Oui, bien sûr. On était enfermés dans le vestiaire pendant une heure et demie. Vous avez vu les images ? Les joueurs sont quand même des Béninois. Ils ont du rythme, ils ont de la musique, ils ont du chant et puis ils ont du tempérament. Donc, c’était formidable. Malgré tout ça, malgré les coups reçus, déjà les bouteilles sur la tête. Et là, on était enfermés dans le vestiaire. On a pu téléphoner avec notre président, notre ministre. On a pu chanter, on a pu s’embrasser, on a pu trinquer, pas avec de l’alcool. Là-bas, il n’y en a pas. Mais avec de bonnes bouteilles d’eau, aussi des jus. Voilà, on a fêté ça. Mais c’était quand même un grand moment qu’on ne va pas oublier.
Est-ce que vous savez si la Fédération a porté plainte par rapport à ce mauvais traitement que vous avez subi là-bas ?
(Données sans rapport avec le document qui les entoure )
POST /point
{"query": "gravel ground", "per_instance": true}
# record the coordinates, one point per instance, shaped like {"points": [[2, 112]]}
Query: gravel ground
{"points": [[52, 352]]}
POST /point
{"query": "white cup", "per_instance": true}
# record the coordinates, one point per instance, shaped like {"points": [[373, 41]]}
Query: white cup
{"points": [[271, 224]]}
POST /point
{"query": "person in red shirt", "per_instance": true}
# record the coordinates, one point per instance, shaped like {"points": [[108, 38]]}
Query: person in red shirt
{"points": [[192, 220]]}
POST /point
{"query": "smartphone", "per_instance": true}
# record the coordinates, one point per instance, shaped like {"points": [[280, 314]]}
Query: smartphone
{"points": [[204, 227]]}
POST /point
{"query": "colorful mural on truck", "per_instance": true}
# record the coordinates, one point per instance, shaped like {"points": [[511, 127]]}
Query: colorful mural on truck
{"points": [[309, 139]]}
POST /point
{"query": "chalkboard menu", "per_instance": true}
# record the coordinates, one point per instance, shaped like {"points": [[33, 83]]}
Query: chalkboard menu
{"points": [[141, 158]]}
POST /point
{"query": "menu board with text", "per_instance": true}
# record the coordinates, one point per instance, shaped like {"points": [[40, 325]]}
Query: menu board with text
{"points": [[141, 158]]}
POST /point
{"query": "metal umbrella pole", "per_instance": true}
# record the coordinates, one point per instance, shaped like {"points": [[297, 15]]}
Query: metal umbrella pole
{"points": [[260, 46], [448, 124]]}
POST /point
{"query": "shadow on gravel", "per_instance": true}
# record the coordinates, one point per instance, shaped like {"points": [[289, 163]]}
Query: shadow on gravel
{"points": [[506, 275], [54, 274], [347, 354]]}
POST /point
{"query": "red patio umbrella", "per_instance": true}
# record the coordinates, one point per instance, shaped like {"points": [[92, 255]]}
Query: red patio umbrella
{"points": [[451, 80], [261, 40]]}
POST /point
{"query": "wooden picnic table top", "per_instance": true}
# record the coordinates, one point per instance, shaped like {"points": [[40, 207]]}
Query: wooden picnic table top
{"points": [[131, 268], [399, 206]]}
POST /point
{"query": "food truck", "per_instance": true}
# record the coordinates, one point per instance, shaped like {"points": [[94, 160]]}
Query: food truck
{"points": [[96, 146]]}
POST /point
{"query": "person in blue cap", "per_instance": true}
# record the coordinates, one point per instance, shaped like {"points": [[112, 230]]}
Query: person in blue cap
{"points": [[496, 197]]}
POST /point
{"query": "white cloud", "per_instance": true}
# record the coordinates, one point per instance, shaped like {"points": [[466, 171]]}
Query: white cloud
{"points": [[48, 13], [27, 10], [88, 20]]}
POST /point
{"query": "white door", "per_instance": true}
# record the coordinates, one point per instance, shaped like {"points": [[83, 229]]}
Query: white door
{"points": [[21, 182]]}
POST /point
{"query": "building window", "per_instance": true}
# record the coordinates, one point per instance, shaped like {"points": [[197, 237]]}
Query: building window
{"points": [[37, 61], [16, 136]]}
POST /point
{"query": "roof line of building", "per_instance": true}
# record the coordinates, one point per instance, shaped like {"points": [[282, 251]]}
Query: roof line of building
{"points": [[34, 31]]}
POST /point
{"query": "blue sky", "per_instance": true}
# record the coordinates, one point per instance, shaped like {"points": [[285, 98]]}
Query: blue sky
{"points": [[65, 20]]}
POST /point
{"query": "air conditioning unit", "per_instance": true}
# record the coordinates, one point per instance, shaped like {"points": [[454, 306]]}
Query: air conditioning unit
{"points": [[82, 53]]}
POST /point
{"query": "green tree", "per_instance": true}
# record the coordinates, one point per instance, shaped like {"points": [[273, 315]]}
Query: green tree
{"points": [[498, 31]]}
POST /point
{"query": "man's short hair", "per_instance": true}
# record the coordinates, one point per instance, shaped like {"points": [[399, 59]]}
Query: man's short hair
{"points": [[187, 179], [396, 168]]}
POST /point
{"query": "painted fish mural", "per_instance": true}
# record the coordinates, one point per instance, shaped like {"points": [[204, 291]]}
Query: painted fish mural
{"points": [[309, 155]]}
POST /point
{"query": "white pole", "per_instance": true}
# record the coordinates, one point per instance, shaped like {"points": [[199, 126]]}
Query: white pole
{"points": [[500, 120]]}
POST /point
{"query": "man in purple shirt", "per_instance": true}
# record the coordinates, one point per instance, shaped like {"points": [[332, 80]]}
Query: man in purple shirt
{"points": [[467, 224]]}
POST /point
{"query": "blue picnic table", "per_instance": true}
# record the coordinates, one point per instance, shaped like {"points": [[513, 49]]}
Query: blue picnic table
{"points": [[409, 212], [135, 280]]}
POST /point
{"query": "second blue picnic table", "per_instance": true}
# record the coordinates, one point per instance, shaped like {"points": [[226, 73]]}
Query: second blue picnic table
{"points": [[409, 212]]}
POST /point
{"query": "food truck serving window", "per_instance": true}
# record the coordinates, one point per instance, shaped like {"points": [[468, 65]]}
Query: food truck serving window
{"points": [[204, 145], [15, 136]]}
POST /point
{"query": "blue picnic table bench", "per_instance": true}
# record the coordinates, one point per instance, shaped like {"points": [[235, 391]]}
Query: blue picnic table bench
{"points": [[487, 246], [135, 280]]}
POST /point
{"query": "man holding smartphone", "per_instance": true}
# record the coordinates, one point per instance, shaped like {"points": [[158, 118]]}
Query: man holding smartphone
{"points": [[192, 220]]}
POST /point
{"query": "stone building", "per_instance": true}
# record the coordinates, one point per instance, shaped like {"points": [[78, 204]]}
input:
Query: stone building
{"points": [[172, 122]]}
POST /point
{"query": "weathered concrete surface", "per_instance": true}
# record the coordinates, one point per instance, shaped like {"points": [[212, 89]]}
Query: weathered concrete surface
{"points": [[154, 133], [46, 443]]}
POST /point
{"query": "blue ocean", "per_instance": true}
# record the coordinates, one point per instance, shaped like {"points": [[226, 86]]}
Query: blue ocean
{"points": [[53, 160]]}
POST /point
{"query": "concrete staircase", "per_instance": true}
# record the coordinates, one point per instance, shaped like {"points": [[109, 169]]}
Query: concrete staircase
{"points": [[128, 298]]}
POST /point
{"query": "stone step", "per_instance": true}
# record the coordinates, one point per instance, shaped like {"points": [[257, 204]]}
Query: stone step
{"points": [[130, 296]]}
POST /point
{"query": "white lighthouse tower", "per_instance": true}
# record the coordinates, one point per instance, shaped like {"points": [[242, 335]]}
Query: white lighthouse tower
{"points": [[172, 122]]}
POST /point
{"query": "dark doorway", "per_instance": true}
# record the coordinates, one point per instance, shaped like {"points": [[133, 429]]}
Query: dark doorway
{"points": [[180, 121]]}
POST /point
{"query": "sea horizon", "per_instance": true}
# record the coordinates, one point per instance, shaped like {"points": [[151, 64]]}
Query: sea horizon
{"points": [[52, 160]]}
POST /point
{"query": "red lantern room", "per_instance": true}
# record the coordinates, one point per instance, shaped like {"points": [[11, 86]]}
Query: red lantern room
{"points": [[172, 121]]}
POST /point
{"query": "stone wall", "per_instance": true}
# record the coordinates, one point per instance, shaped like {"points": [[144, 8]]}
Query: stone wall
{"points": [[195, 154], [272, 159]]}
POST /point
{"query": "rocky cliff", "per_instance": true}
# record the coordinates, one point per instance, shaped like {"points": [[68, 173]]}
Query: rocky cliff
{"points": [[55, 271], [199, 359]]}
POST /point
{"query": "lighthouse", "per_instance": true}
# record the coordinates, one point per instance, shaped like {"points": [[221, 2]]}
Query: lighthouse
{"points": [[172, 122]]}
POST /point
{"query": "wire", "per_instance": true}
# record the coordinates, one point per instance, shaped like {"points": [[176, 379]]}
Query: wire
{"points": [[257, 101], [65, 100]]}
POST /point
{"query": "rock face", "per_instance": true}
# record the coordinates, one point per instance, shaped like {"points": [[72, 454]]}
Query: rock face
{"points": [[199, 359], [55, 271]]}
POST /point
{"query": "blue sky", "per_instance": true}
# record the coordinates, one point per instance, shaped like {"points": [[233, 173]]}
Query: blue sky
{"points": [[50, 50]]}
Je pense que le rapport a été fait. En tout cas, nous, on a fait notre rapport verbal. Le médecin, docteur Serge, il est en train, je pense, de préparer le rapport médical en ce qui concerne les blessés. Il y a eu un commissaire au match. Vous savez, à chaque match, il y a un commissaire qui est envoyé par la CAF. Déjà, la veille du match pour les ballons, il s’est mis devant son téléphone à faire semblant d’être occupé pendant 20 minutes pour ne pas nous écouter, qu’on réclamait les ballons du match pour l’entraînement. C’était un commissaire du Soudan. Il était acquis à leur cause. Donc, on était vraiment un terrain ennemi. Il y avait un quatrième arbitre qui était heureusement compréhensif, qui a été assailli sans arrêt par le banc de touche adverse. Un banc de touche adverse qui a couru après mon assistant, un germano-tunisien, pour lui frapper dessus en sprintant après lui, après le match, pour le choper dans le petit tunnel qui mène au vestiaire et pour le blesser. Incroyable, parce que le lendemain, on avait passé toute une nuit à l’aéroport. On devait prendre un avion privé qui est arrivé, mais qui n’a jamais eu l’autorisation de décollage. Donc, de 3h30 du matin à 14h, on est resté à l’aéroport. Pratiquement une nuit à l’aéroport, comme l’avait fait le Nigeria, avant le match, on nous l’avait fait passer après le match, puisque soi-disant, il n’y avait pas les autorisations.